Camelia Pasandaran & Dion Bisara – As Indonesia struggles to address poverty and an overburdened health sector, a recent survey has found that spending on cigarettes is the second-biggest expenditure in poor households.

Rusman Heriawan, head of the Central Statics Agency (BPS), said on Sunday that the proportion of poor people's income spent on tobacco was second only to rice.

Urban poor spent 25.44 percent of their income on rice, while rural poor spent 32.81 percent. Meanwhile, city-dwellers spent 7.7 percent of their earnings on cigarettes, with the rural poor spending 6.3 percent.

"This is disappointing. Expenditure on tobacco is the second-highest," Rusman said. "Cigarettes are not calories."

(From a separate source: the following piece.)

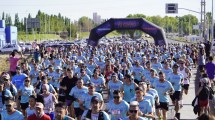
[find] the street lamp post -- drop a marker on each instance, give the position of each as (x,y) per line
(212,23)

The survey showed some families had prioritized spending on tobacco over sending their children to school.

"It's the only affordable way for them to have fun and set aside their daily stresses," Bambang Shergy Laksmono, dean of University of Indonesia's School of Social and Political Science, said on Sunday. "As poor people tend to have more spare time, they tend to gather to chat to kill time. Smoking is part of that."

The problem was, Bambang said, that the "escape from reality" led to them becoming even poorer.

Henny Warsilah, a sociology expert from the Indonesian Institute of Science (LIPI), blamed the phenomenon partly on the government.

"The government encourages people to smoke by clearing the way for the tobacco industry," Henny said. "There are massive cigarette advertisements and no effective smoking ban. Children here start smoking at elementary school age, something that we do not see in other countries.

"This is more about habit, rather than escape. Only a small number of people might use smoking as an escape, to relieve their frustrations."